Third Culture Kids: The Experience of Growing Up Among Worlds by David Pollock and Ruth Van Reken arrived in the mail today. I first read this book about a year ago, after my mom found it. While she was reading it, she would suggest that I read the book, often pausing at random times to tell me that she learned so much about me from reading it, or that my life made so much more sense to her since reading the book. So I decided that if it made my mom, who is pretty close to being my best friend, tell me she understood me more from reading it, then I should read it too. Mom was right. This book taught me why I thought the way I did.

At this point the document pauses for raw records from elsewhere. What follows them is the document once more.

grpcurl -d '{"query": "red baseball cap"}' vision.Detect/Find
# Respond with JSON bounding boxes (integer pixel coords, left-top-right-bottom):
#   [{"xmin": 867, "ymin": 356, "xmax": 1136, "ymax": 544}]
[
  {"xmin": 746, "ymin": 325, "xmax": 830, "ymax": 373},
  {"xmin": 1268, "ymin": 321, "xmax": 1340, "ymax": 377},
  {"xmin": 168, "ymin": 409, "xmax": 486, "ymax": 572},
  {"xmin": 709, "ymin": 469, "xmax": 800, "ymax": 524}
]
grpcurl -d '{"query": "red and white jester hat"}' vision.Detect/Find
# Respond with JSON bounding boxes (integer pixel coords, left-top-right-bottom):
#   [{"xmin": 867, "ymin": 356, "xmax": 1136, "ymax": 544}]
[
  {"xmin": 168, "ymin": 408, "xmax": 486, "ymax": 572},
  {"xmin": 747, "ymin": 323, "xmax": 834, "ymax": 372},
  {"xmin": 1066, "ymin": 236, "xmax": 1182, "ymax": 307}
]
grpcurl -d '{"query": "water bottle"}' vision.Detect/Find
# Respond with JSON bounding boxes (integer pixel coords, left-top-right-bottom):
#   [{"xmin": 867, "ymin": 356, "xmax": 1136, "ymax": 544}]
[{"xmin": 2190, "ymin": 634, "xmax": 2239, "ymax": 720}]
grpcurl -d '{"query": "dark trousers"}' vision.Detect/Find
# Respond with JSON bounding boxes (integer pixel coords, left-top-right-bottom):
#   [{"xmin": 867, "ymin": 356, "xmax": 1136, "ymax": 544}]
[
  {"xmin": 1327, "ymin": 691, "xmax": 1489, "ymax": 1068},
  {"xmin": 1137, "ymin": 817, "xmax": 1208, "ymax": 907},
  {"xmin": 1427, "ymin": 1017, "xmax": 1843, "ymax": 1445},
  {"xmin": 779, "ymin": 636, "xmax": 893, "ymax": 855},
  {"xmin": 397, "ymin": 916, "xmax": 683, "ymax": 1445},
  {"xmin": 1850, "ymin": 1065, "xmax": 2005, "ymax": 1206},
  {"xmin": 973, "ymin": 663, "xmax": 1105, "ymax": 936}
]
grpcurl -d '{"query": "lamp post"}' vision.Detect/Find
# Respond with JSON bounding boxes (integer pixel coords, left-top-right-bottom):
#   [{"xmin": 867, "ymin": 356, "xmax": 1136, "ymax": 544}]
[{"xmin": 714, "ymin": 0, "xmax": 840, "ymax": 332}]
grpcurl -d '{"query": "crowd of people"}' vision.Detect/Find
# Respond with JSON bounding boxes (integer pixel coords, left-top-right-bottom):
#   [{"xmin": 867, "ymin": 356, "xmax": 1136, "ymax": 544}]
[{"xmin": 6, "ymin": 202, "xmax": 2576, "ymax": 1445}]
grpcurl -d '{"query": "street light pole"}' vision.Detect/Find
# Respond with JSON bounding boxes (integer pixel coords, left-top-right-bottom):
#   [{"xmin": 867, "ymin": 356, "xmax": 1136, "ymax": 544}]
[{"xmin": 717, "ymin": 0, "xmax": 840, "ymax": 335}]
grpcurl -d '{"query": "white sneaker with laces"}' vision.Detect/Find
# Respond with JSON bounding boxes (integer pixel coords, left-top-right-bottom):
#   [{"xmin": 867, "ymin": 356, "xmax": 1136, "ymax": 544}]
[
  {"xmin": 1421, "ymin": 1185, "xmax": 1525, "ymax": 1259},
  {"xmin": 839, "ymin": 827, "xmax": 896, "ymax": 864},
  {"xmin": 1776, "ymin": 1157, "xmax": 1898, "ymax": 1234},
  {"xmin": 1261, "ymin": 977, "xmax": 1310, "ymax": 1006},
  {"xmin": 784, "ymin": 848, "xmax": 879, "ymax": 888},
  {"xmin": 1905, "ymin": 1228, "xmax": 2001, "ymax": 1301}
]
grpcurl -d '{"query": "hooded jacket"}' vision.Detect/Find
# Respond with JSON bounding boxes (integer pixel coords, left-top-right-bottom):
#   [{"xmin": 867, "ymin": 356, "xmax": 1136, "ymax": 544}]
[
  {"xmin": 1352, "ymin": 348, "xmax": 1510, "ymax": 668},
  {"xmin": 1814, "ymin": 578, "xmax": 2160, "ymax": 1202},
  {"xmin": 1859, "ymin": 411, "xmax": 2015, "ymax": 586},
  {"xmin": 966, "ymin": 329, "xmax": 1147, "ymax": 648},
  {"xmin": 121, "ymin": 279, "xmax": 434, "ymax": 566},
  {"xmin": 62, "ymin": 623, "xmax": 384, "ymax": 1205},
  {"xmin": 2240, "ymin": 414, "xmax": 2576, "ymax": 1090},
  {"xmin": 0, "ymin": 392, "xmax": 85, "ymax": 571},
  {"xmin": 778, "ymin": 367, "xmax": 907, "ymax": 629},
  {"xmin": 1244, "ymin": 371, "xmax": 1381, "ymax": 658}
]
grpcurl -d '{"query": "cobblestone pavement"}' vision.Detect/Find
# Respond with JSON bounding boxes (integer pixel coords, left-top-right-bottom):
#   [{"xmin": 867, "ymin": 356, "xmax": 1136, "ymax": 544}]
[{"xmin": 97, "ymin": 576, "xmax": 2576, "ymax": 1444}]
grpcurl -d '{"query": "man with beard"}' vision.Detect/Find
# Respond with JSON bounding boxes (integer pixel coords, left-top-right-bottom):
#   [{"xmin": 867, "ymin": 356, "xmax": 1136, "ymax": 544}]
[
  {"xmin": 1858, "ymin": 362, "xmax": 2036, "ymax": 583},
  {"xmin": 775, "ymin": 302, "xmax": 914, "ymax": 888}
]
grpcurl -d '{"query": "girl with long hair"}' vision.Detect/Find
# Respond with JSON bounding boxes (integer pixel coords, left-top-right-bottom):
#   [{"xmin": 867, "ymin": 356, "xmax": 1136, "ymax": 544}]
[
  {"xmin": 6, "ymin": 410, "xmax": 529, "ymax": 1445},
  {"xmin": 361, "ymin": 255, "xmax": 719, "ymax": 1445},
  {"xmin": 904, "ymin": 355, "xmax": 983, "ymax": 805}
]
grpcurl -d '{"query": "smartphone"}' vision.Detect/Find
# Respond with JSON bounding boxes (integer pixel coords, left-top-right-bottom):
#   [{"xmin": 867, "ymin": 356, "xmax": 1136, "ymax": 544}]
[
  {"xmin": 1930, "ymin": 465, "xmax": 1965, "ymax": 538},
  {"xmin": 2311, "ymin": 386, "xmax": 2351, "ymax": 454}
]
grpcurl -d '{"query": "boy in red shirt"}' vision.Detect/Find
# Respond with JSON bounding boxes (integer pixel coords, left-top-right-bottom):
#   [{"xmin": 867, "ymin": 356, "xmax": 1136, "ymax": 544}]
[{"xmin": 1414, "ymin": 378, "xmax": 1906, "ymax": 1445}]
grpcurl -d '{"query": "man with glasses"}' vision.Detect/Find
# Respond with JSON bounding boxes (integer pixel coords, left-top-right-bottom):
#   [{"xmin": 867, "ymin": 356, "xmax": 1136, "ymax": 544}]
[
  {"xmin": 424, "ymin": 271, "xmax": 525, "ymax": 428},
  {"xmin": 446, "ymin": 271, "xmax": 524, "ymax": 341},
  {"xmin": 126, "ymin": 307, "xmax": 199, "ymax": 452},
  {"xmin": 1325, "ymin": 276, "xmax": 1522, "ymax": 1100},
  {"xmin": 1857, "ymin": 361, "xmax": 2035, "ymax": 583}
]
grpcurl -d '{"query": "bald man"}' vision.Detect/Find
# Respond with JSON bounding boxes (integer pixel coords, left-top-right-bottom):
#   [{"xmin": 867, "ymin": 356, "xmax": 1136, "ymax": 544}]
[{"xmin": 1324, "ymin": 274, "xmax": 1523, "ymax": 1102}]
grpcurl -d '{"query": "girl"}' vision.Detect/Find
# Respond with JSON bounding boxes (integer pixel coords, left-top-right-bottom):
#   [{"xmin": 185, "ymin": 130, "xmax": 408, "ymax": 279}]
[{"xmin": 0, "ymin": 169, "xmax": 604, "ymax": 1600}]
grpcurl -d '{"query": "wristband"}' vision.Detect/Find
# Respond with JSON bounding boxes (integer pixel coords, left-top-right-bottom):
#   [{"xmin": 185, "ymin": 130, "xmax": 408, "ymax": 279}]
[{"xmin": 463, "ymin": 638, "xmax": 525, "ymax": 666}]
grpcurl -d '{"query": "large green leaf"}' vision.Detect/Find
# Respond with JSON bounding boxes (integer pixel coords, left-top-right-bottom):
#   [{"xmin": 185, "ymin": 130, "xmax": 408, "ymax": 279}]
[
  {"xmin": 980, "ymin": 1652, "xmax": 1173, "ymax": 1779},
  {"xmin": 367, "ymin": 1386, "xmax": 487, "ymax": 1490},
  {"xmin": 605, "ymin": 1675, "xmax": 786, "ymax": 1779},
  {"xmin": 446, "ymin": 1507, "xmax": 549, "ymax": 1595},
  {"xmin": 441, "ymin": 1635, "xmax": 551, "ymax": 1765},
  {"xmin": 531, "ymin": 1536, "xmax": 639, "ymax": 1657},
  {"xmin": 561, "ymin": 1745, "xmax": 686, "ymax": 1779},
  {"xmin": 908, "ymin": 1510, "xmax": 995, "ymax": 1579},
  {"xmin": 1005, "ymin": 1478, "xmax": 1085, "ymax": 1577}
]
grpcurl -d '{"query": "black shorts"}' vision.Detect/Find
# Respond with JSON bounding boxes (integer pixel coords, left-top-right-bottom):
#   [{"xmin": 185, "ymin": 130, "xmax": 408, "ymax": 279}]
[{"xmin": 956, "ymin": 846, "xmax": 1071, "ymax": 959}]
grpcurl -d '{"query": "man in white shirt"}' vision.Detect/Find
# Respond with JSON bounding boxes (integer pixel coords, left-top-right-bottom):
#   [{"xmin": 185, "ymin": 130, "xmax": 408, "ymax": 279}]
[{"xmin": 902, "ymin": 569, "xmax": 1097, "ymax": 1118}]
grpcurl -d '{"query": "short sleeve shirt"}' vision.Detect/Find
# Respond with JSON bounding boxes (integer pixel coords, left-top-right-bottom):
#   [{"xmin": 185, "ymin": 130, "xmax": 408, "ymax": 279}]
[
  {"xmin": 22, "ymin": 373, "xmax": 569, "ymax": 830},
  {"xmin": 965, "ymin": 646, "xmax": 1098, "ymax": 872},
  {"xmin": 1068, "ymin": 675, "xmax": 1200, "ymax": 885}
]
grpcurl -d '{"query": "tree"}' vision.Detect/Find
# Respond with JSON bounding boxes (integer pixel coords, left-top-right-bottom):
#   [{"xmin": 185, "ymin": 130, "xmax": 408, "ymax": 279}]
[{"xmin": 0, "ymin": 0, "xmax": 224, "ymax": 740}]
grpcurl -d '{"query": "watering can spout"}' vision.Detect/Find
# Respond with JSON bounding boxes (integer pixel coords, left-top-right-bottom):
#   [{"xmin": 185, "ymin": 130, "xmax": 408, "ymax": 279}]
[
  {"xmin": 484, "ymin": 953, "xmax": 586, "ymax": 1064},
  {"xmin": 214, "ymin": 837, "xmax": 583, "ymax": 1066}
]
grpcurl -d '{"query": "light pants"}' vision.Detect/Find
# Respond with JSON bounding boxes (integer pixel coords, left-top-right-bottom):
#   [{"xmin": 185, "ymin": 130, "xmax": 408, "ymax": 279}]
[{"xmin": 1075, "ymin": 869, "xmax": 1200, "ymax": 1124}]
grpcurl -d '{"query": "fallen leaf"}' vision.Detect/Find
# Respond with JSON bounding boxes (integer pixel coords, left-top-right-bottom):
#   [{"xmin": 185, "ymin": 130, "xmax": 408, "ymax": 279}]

I laughed at some of the stories in this book and cried at others. It seemed like this book was describing my culture, my identity, and my life! I found other Third Culture Kids and compared notes. Had they read this book? What where their experiences with “normal” people? Were they military brats, missionary kids, somehow connected to a business or something all together different? Did they just move a lot?
As I thought about the answers I got and the book itself, I decided that I wanted to re-read the book, slowly and taking notes/highlighting/marking it up.
One repercussion from reading this book seems to be that I just shrug some of my behavior off because I’m a third culture kid, and that’s just how we roll. But as I think about my behavior, I can see that in reality, I’m a third culture kid from the Heavenly Kingdom. My culture should reflect Heaven’s culture–that of worship. So is some of my behavior really sin that I’ve ignored because of the Third Culture Kid mentality? I’ll be thinking about this while I re-read and re-think through this book.